Guiscard délivra le pape, enfermé au château Saint-Ange, et tomba aux pieds du pontife qui lui donna sa bénédiction. Le cruel chef de bande écrasa par le terrorisme la cité infortunée ; beaucoup de Romains, accusés d’avoir trahi Gégoire, furent maltraités, tués, ou conduit en esclavage. Avec la fièvre du désespoir, la population ressaisit les armes ; tentative réprimée avec atrocité.

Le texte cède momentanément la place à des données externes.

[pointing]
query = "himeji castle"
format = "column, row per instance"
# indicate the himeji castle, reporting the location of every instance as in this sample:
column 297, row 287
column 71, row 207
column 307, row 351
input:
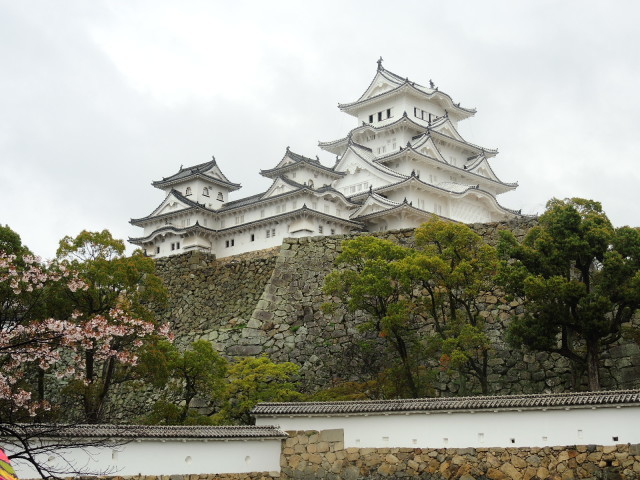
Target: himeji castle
column 402, row 164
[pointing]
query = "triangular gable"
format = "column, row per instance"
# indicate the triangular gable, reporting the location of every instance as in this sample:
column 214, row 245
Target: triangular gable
column 373, row 204
column 353, row 160
column 216, row 173
column 447, row 128
column 380, row 84
column 427, row 147
column 481, row 167
column 170, row 204
column 279, row 187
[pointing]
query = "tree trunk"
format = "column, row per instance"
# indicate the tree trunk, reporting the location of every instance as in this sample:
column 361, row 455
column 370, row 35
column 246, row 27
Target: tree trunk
column 593, row 364
column 404, row 357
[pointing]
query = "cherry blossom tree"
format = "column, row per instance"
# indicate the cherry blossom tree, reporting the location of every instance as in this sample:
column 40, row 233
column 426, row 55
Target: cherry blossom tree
column 69, row 347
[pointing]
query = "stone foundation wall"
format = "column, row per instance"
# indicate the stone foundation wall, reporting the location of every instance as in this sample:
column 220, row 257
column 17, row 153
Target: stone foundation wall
column 213, row 298
column 321, row 455
column 269, row 302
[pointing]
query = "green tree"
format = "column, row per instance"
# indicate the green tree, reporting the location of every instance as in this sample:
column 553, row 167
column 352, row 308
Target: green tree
column 199, row 371
column 371, row 277
column 406, row 291
column 454, row 268
column 118, row 297
column 579, row 280
column 11, row 243
column 252, row 380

Quand les Normands, saoûls de butin, s’éloignèrent, le pape les imita ; car la voix publique le rendait responsable d’une catastrophe inouïe. On connaissait, d’ailleurs, son inflexible dureté au service d’un idéal sublime. Par exemple, il avait « pris soin de récompenser le farouche abbé Trasmond, qui punit trois moines coupables en leur crevant les yeux ». C’est ainsi que le pape appuyait le rétablissement de la discipline morale dans l’Eglise. Avec un pareil tempérament, pourquoi aurait-il hésité à sacrifier les habitants de Rome pour sauver l’avenir de la papauté ?
Grégoire se réfugia dans la ville de Salerne. Tant d’émotions avaient affaibli le vieillard septuagénaire, ses forces déclinèrent vite. Sentant sa fin prochaine, il fit mander quelques amis, évêques et cardinaux. Quand ils furent auprès de son lit de mourant, il dit : « Très chers frères, je ne prétends glorifier aucun de mes actes ; mais il est certain que j’ai toujours aimé la justice et haï l’iniquité. » (Hébreux 1-9). Puis les yeux au ciel, il étendit les mains et déclara : « C’est là que je monte ; et je vous recommande à la grâce de Dieu. »
(1) A. Dufourcq. L’avenir du Christianisme. Volume VI, page 27.
Il ajouta qu’il levait toutes les excommunications prononcées par lui, excepté celles qui concernaient Henri IV, Clément III, et leurs adhérents, – c’est-à-dire tous ses adversaires. Pourquoi cette attitude ? Parce qu’il refusa de se déjuger au moment suprême. « Dieu n’est pas homme pour mentir, ni fils de l’homme pour se repentir », s’écriait l’auteur sacré. Or, Grégoire VII se considérait, ici-bas, comme le représentant du Tout-Puissant. La sincérité du pape, et sa logique, ne peuvent être mises en question. Ce qu’il faut déplorer, voire maudire, c’est la thèse inouïe qui entraîna, fatalement, toutes les conséquences qu’elle renferme. Nul ne conteste à Grégoire VII l’héroïque ambition d’avoir voulu réformer l’Eglise ; il la souhaitait pure et libre, deux conditions indispensables pour qu’elle accomplit, sur la terre, une mission mondiale. Sous l’ombre de la mort, il résuma son testament spirituel en ces termes : « Au nom du Dieu omnipotent, ne regardez personne comme un Pontife romain, s’il n’a été choisi selon les règles ecclésiastiques ! »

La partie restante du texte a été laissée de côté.